Den Chamäleon-Rahmen würde ich auch nehmen ....


----------



## MTB-News.de




----------



## Schwarzspecht (5. Juni 2008)

@ mjA & Eike, da ich die Teile nicht downloaden kann, schickt mir doch bitte eure Tel.-Nummern per PN, danke!


----------



## Schwarzspecht (19. Juni 2008)

Hi Leute,

habs mir jetzt - weil Scheibenbremse erworben - mit dem Rahmen schwer gemacht. Es muss halt einer mit Disc-Aufnahme sein. Hab jetzt aber Co-Sponsoren fürs Geburtstags-Bike gefunden und würde dann auch was bezahlen ...

Also, weiß jemand von einem HT-Rahmen 17-19", Disc-Aufnahme?


----------



## eL (20. Juni 2008)

den rahmen für umme? oder darf der wat kosten? darf es stahl sein?


----------



## Schwarzspecht (21. Juni 2008)

eL schrieb:


> den rahmen für umme? oder darf der wat kosten? darf es stahl sein?

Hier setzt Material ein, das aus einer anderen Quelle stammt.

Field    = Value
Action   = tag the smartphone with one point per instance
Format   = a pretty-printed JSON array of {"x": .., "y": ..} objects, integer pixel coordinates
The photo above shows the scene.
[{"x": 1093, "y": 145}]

Ich dachte bis ca. 50 EUR, Stahl wäre okay. Wenn teurer, müsste ich weitere Co-Sponsoren finden! Wichtig ist halt Disc-Aufnahme. Hättest du was?


----------



## bigurbi (22. Juni 2008)

bei ebay bekommt man für 60-70 eur ganz brauchbare neue alurahmen mit scheibenbremsaufnahme. für den zweck sollte das reichen, oder...?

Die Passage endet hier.